The [amplitude samples] -> [frequencies+amplitudes] transform has finite precision. First reason for that - the signal component sine waves do not last indefinitely and do not have precisely constant amplitudes - necessary conditions for obtaining perfect readings of their exact frequencies and amplitudes.
Furthermore, the transform is done via a finite window, usually in the range of 512 to 2048 samples depending on algorithm, which may further reduce the precision. Making the window wider doesn't usually make much sense because the characteristics of the audio signal are bound to change over that duration.
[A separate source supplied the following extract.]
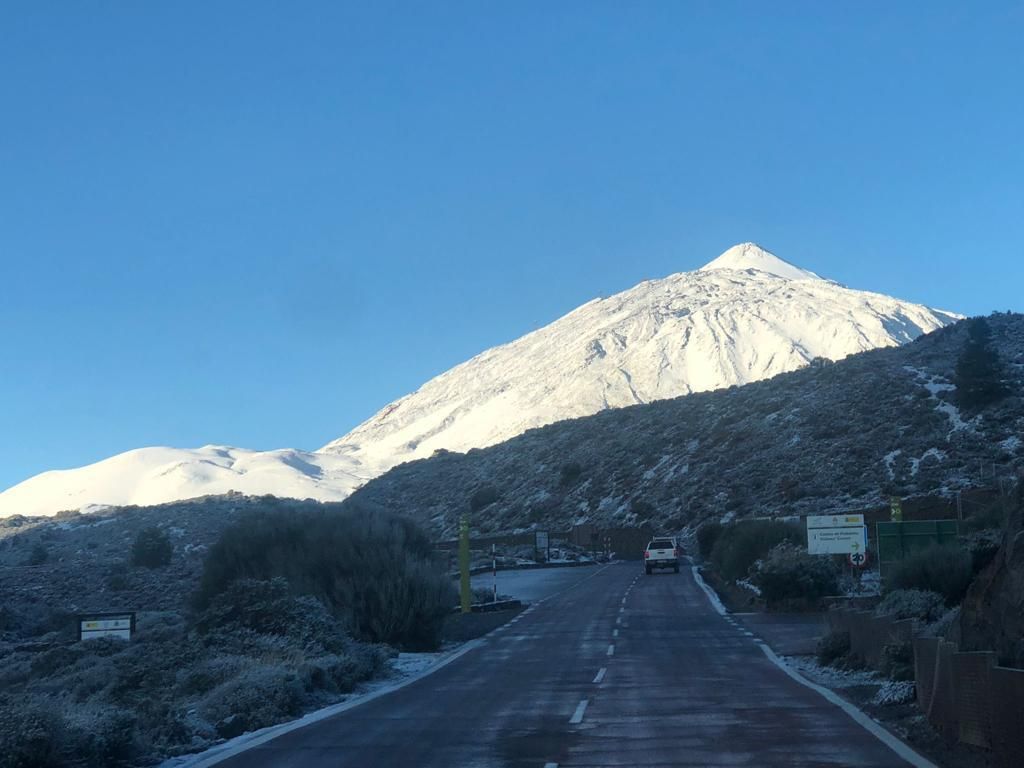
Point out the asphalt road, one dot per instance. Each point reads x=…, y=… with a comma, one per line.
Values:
x=617, y=669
So, even a perfect non-decaying sine wave (which are very rare in "non-boring" music) in general case could only be captured as a distribution over the frequencies that the finite-window transform, figuratively speaking, is trained to recognize. The real-world abruptly starting and slowly decaying sine waves are even more difficult to recognize precisely.
For example, instead of returning correctly one reading of a wave with 100% of energy at 7500 Hz, a transform may return something like 10% at 7200 Hz, 40% at 7400 Hz, 40% at 7600 Hz, and 10% at 7800 Hz.
In the example above, if the crossover frequency happens to be 7500 Hz, the transform will end up yielding four pretty close frequencies which, when being reproduced by two transducers, will be canceling and amplifying each other depending on the phase shift and time.
So, a good digital crossover must be smarter than just an analog filter brought into digital domain. It needs to take into account neuro-physiology of human hearing. Just like MP3 and AAC encoders do.
For instance, in the example above, a good digital crossover would "figure out" what's going on and maybe shift the apparent frequencies a little bit so that they all could be first aggregated and then reproduced by just one of the transducers.
Still, no matter how smart the digital crossover is, it will never be technically ideal. Yet given enough precision and sample rate of the digitization, as well as enough RAM and processing power, I believe it can be made transparent enough so that the fusion of the several transducers will appear perfect to most human ears.